Senator McConnell: You're on notice

" I expect you to do your job and show leadership to others in the Senate." Gayly file photo.

Dear Senator McConnell,

I am writing you with regard to your press release on Supreme Court Justice Scalia and your opinion as to his replacement. You state that the American people should have a voice in the selection of their next Supreme Court Justice and so the vacancy should not be filled until we have a new President.

I understand your caution. It is unprecedented for a Supreme Court Justice to be nominated and confirmed during a presidential election year. I also understand that this election year is particularly tumultuous. Not only is there uncertainty among the presidential candidates but there is uncertainty among American voters.
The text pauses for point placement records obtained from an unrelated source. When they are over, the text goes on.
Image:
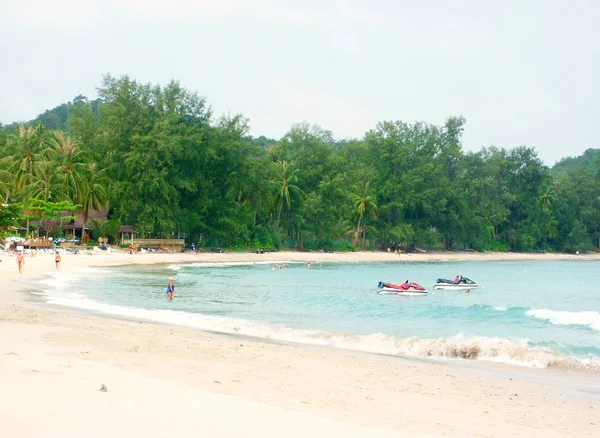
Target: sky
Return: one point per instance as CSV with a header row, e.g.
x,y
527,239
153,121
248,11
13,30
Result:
x,y
520,72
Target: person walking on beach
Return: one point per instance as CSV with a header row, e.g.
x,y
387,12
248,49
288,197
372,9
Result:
x,y
171,289
20,261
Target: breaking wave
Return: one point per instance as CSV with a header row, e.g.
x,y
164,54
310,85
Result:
x,y
510,351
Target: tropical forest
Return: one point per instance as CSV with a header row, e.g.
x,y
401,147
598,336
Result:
x,y
158,159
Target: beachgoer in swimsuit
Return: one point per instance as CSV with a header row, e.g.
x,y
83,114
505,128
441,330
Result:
x,y
20,261
171,289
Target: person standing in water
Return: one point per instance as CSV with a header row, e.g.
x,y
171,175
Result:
x,y
20,261
171,289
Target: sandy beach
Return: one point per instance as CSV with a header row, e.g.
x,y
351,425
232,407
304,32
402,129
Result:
x,y
165,380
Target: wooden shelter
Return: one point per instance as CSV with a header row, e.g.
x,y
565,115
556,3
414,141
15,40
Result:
x,y
127,233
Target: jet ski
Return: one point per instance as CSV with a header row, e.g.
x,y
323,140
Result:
x,y
445,284
400,289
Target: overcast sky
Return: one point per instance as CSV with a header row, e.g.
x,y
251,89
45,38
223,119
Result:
x,y
521,72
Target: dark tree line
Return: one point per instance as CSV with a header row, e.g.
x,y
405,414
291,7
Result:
x,y
160,160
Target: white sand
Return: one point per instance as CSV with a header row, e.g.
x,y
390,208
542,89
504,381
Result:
x,y
170,381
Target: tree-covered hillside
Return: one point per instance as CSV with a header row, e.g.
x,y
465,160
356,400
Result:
x,y
588,162
162,161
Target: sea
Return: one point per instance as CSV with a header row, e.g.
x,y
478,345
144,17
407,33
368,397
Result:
x,y
542,314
I, for one, have not forgotten the government shutdown of 2013. Perhaps this has made me sensitive to United States Congressmen who go on record stating they will not work with President Obama. That is exactly my impression when reading your press release. It is the President’s job to nominate Supreme Court Justices and it is the Senators’ job to confirm or deny the nomination. Just as my employer expects me to do my job, I expect you to do yours. You work for the American people, not the other way around.

I may not be from Kentucky but I have no qualms with engaging in political activism and seeing those who would refuse to perform their duties to be voted out of office. You don’t do your job, you don’t get to stay. That is how the real world works.

President Obama has a duty to nominate Supreme Court Justices whenever a vacancy exists. I believe he has already begun this task. When a nomination comes across your desk, I expect you to do your job and show leadership to others in the Senate. There is no reason to dawdle and force the next administration to deal with this situation (and it is very possible another Democrat will be elected).

There is plenty of drama already and the American public is tired of it.